もっとわかりやすく説明すると、仮にA社のカメラをB社のレコーダーで録画しており、
新しくC社のカメラを購入して、既存のB社のレコーダーで録画しようとしても、正しく登録・録画ができないケースがあるということである。
ネットワークカメラには、業界の統一した規格として【ONVIF(オンビフ)】というものがあり、この規格で製造されたカメラについては互換性を持つ・・・ということになっている。

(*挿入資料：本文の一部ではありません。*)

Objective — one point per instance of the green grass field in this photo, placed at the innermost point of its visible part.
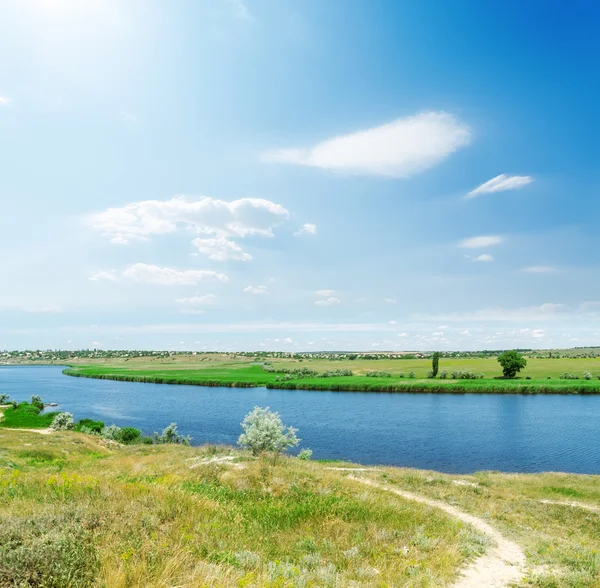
(226, 371)
(26, 416)
(77, 512)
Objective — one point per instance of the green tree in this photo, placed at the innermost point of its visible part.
(435, 364)
(512, 362)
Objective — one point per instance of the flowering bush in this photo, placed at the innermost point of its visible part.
(170, 435)
(264, 431)
(305, 454)
(63, 421)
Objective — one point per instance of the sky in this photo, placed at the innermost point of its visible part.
(299, 175)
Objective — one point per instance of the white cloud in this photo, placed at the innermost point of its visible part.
(204, 216)
(43, 309)
(401, 148)
(501, 183)
(240, 10)
(129, 118)
(165, 276)
(257, 290)
(307, 229)
(328, 301)
(546, 311)
(197, 300)
(103, 275)
(484, 241)
(539, 269)
(221, 249)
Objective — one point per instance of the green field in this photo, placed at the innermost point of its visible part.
(77, 512)
(25, 416)
(540, 375)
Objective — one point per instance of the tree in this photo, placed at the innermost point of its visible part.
(170, 435)
(512, 362)
(435, 364)
(264, 431)
(63, 421)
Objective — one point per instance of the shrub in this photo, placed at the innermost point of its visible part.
(47, 550)
(87, 430)
(111, 432)
(378, 374)
(264, 431)
(170, 435)
(568, 376)
(63, 421)
(129, 435)
(94, 426)
(435, 364)
(305, 454)
(512, 362)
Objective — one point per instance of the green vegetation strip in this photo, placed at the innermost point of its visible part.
(242, 375)
(25, 416)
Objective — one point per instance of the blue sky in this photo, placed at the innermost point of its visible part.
(299, 175)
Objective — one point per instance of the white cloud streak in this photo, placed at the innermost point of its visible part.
(197, 300)
(221, 249)
(205, 216)
(307, 229)
(165, 276)
(400, 149)
(331, 301)
(501, 183)
(101, 275)
(539, 269)
(483, 241)
(256, 290)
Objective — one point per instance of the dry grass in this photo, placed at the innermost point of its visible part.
(76, 511)
(143, 516)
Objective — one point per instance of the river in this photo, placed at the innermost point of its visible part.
(457, 433)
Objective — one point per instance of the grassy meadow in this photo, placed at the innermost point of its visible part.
(540, 375)
(76, 511)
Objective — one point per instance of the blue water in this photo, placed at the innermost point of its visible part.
(450, 432)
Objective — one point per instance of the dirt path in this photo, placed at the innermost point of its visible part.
(47, 431)
(501, 566)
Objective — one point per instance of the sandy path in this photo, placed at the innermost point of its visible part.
(572, 504)
(47, 431)
(501, 566)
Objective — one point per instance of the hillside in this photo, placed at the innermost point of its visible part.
(76, 510)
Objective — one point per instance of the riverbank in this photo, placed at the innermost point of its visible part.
(88, 514)
(247, 376)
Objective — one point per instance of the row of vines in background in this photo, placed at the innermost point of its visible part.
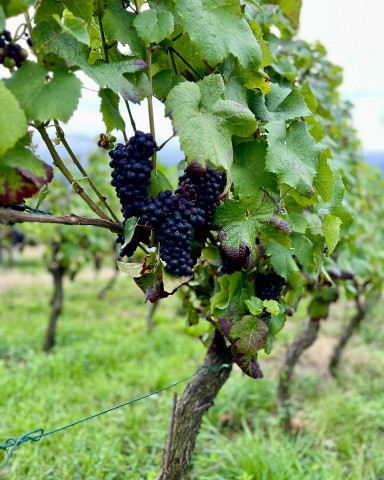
(273, 203)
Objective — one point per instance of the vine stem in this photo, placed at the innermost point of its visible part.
(103, 199)
(10, 216)
(150, 103)
(67, 174)
(130, 115)
(104, 45)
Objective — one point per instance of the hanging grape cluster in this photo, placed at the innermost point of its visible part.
(131, 174)
(11, 54)
(268, 286)
(178, 218)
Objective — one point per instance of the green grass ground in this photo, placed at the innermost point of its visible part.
(105, 356)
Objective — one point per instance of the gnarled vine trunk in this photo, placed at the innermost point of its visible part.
(301, 342)
(57, 272)
(197, 398)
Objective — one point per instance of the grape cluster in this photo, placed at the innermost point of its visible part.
(106, 140)
(208, 184)
(269, 286)
(173, 217)
(131, 174)
(11, 54)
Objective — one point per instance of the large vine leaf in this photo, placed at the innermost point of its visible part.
(22, 175)
(324, 182)
(293, 155)
(280, 104)
(110, 110)
(13, 124)
(205, 122)
(15, 7)
(331, 230)
(281, 258)
(218, 30)
(240, 221)
(154, 26)
(249, 168)
(42, 99)
(80, 8)
(109, 75)
(117, 23)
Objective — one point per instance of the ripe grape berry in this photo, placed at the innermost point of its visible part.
(131, 173)
(173, 217)
(208, 184)
(268, 286)
(11, 54)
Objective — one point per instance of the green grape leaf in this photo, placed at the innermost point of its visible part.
(15, 7)
(293, 155)
(303, 249)
(324, 182)
(74, 26)
(109, 109)
(249, 168)
(129, 230)
(281, 258)
(276, 322)
(164, 81)
(109, 75)
(154, 26)
(80, 8)
(205, 122)
(251, 332)
(217, 29)
(240, 221)
(159, 183)
(255, 306)
(172, 282)
(331, 230)
(2, 19)
(280, 104)
(46, 9)
(291, 9)
(271, 307)
(231, 297)
(22, 175)
(117, 23)
(131, 269)
(42, 99)
(13, 124)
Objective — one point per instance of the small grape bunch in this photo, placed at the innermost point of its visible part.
(106, 140)
(11, 54)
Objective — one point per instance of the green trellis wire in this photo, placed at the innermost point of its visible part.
(12, 443)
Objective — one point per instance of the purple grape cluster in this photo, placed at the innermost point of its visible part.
(208, 184)
(173, 217)
(131, 174)
(269, 286)
(11, 54)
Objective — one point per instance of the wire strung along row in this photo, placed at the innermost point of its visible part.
(12, 443)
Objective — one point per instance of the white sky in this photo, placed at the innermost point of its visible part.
(353, 33)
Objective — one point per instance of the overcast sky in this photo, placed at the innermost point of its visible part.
(353, 34)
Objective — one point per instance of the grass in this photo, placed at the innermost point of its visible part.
(105, 356)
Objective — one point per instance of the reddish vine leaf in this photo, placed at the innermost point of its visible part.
(22, 175)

しかし、実際には、レコーダーによって対応しているカメラと対応していないカメラがあるため十分に注意が必要だ。
ROD社のレコーダーの場合
あくまでも1つのサンプルとして下記のURLをご覧いただきたい。
ROD社は、2005年に世界で初めてNASタイプのレコーダーを発売した業界の中でもパイオニア的な存在である。
上記メーカーのレコーダーは、国内外の様々なメーカーのカメラに対応しており、1つのカメラメーカーに偏らない汎用的なレコーダーとなっている。
各カメラメーカーが発売しているレコーダーの場合、基本的にはそのメーカーのカメラしか登録・録画することができないため、様々なメーカーのカメラを利用したいユーザーは必然的にROD社のようなサードパーティ製のレコーダーを選択することとなる。
しかし、ここで注意が必要となるのが、汎用的なサードパーティ製のレコーダーであっても、登録ができないメーカーやカメラがあるということである。また、カメラ本体が対応していた場合でも「動体検知機能」が利用できないなど、機能制限があるため注意が必要だ。
なお、上記はあくまでもほんの一例にすぎず、ネットワークカメラの世界では、「各メーカー同士の製品が対応しているかどうか?」または「互換性があるかどうか?」常にチェックが必要だ。
ネットワークカメラシステムはカメラ本体だけではなく、PoE HUBやレコーダー、モニタ、PCなどさまざまな製品の組み合わせによって構成される。
様々な機器を選定していく中で1つでも対応していない製品が含まれている場合、システムが動かず、追加のコストが発生してしまうケースも少なくない。
初めてネットワークカメラを導入するユーザー(または提案する業者)は十分に注意が必要だ。
「昨年までは対応していなかったが、今は対応している」「旧モデルでは対応していたが、新モデルは非対応となった」など、業界ではよくある話なのだ。
その点、ROD社は新しくリリースされたカメラへの対応も早く、また不具合発生時も比較的早く修正を行うため、信頼性が高いメーカーの1つといえるだろう。
メーカー間の互換性の必要性
ただ、筆者の個人的な意見としては・・・・、「もっと業界で統一したルールで開発して欲しい」と願っている。
現状では、IT知識のないユーザーがシステム構成を考えることが非常に難しい状況がある。
それぞれのメーカーが他社との差別化を図るために開発を進めているため、仕方がない側面もあるが、あまりにもユーザーが置き去りにされる状況だけは避けたい。
メーカー間の仕組みが異なるため、現実的にはなかなか難しい問題であることは理解しているが、今後、市場がさらに伸長するためには必要なことであると私は考えている。